平均律ドボヴィーア曲集
長短24全ての調でブラームスのピアノ曲集を作る企画「平均律ブラヴィーア曲集」を公開したばかりだ。現在ドヴォルザーク特集の真っ只中であるから、当然ドヴォルザークのピアノ曲で同じ事がしたくなった。ブログ「ブラームスの辞書」からドヴォルザークへのクリスマスプレゼントだ。
- ハ長調 詩的音画より「セレナーデ」op85-9 ほんわりとどこまでも良心的で暖かい佳曲。本曲集の幕開けにふさわしい。4分の4拍子で始まった音楽が、どこまでもさりげなく8分の6拍子に転換する。注意して聴いていないと気付かぬくらい自然だ。
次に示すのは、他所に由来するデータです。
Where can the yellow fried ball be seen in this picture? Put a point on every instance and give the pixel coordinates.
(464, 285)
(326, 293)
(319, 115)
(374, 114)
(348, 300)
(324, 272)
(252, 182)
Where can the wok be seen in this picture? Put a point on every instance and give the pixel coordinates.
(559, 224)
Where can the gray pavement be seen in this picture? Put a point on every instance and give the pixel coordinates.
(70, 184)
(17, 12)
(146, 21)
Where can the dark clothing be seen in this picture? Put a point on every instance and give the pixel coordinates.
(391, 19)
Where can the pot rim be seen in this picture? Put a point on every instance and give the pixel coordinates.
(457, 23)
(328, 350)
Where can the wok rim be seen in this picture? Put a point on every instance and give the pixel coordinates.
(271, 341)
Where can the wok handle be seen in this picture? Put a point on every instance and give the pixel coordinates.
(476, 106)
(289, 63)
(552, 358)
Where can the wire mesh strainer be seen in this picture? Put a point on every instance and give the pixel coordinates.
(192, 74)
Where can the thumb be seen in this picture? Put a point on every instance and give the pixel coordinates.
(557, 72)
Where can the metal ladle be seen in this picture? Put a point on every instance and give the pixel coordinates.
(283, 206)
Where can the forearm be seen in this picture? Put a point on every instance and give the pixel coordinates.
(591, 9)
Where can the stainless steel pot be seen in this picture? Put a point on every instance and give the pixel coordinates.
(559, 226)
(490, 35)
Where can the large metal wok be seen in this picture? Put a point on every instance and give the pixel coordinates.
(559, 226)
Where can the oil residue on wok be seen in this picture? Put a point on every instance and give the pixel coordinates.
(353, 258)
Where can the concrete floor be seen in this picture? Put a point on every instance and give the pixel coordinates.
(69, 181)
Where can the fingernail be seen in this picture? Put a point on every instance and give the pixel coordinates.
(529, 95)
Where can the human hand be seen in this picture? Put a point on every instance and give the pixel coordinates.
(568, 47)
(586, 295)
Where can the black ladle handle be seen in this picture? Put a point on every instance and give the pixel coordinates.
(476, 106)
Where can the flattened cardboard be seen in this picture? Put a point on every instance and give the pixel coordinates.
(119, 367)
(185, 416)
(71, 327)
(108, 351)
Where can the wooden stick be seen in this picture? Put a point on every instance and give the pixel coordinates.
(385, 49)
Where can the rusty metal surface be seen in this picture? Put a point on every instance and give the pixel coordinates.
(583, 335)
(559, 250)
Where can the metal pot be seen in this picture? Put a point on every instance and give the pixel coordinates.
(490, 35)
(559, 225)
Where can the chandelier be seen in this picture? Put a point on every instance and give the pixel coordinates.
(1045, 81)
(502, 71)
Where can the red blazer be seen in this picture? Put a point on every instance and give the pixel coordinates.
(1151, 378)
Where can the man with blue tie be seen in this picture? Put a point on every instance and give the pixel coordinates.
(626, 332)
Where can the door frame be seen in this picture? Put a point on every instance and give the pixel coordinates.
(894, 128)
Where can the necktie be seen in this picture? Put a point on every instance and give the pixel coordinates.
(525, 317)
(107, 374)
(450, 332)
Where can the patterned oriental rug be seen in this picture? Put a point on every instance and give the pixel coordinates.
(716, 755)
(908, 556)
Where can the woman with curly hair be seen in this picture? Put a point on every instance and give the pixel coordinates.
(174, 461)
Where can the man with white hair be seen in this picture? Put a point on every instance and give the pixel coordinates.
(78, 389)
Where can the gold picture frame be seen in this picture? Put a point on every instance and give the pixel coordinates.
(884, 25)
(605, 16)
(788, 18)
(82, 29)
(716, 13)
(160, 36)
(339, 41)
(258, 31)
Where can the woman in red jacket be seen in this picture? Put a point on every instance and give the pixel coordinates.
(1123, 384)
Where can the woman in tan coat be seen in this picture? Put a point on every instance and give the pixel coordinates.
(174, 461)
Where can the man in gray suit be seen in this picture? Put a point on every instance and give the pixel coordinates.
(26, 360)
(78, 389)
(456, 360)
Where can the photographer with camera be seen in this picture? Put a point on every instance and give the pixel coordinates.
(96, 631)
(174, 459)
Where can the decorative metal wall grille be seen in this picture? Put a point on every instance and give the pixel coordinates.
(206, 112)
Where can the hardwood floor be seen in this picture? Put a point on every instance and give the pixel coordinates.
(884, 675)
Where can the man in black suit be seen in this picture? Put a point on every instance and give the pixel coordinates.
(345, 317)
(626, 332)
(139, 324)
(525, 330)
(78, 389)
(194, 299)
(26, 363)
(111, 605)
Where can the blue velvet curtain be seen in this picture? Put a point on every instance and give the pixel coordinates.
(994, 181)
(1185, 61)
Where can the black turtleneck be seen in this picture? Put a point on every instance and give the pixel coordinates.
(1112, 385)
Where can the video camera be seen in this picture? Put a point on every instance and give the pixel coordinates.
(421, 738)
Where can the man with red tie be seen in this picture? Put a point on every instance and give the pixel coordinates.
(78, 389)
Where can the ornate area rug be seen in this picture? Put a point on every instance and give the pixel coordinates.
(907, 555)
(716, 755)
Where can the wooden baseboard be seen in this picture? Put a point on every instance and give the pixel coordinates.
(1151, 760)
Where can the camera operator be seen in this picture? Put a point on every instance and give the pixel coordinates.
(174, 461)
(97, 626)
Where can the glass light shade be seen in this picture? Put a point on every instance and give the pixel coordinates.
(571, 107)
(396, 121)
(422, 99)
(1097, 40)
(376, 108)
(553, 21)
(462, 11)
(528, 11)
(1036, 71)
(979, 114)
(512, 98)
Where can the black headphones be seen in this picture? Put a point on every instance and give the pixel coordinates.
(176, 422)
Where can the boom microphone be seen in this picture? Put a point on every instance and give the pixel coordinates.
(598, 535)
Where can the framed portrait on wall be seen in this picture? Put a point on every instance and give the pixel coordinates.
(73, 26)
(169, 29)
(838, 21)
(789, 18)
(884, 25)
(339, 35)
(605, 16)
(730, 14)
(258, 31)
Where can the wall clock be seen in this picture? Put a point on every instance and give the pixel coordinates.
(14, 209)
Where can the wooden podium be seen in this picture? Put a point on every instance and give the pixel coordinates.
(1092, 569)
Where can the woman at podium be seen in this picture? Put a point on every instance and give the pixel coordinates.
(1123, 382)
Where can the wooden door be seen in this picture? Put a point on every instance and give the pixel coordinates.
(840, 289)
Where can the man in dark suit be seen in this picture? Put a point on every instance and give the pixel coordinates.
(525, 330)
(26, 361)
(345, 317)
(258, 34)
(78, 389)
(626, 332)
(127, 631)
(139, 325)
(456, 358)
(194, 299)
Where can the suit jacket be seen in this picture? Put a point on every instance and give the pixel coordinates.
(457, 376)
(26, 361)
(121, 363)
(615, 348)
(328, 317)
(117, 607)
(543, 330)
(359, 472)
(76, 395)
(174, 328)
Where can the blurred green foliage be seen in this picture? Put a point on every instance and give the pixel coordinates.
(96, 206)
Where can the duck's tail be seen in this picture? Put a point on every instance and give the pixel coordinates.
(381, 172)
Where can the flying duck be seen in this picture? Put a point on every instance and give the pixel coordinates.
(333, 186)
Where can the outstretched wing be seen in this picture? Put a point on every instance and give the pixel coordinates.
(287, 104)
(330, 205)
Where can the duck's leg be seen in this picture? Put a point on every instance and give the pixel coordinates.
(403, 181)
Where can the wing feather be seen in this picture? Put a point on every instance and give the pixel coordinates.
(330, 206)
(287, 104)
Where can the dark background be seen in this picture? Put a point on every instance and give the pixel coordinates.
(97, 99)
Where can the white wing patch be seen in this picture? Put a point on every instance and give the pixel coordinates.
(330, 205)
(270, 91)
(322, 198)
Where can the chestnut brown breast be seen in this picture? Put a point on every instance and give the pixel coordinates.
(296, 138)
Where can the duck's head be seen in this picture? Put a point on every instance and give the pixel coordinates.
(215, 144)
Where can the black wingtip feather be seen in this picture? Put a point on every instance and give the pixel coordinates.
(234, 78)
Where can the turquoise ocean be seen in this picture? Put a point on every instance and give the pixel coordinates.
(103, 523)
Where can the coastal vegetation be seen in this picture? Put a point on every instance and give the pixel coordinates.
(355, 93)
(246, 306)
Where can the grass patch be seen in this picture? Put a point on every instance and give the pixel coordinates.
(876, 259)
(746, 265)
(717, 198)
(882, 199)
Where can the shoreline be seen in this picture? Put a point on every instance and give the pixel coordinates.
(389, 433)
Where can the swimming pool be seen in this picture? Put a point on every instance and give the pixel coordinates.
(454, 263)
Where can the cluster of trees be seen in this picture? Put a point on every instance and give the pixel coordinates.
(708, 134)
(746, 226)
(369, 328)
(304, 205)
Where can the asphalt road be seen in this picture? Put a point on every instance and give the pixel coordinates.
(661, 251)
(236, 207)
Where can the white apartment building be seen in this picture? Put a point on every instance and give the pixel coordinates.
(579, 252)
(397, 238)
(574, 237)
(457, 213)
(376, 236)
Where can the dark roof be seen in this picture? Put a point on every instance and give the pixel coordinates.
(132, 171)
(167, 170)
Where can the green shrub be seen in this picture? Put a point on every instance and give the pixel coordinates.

- ハ短調 詩的音画より「バッカナール」op85-10 ドヴォルザーク最高のスケルツォ。主題再帰のさせかたが半端ねぇ感じ。
- 変ニ長調 詩的音画より「スヴァターホラ」op85-13 詩的音画のフィナーレを飾る絶唱。27小節目からのピアニシモAs音の連打が心に沁みる。
- 嬰ハ短調 組曲イ長調より第2曲op98-2 組曲イ長調の2曲目「Molt Allegro」だ。
- ニ長調 牧歌 2番op56-2 意外とニ長調は層が薄い。シンコペーションを前面に押し出しながらも優雅さを忘れないのはバッハのホ長調インヴェンションを思い出す。
- ニ短調 スコットランド舞曲 op41 キビッキビの4分の2拍子。
- 変ホ長調 ワルツ op54-8 ドヴォルザークワルツの最高峰。快速痛快に吹き抜ける一陣の風。
- 変ホ短調 詩的音画より「古い城にて」op85-3 詩的音画全13曲から何か1曲と言われれば、迷った挙句にこれを採るだろう。ひんやりとした空気の描写は秀逸。調号はフラット3個。
- ホ長調 牧歌 4番op56-4 中間部の左手に「アメリカ四重奏曲」第1楽章冒頭の旋律が短調で出現する宝物。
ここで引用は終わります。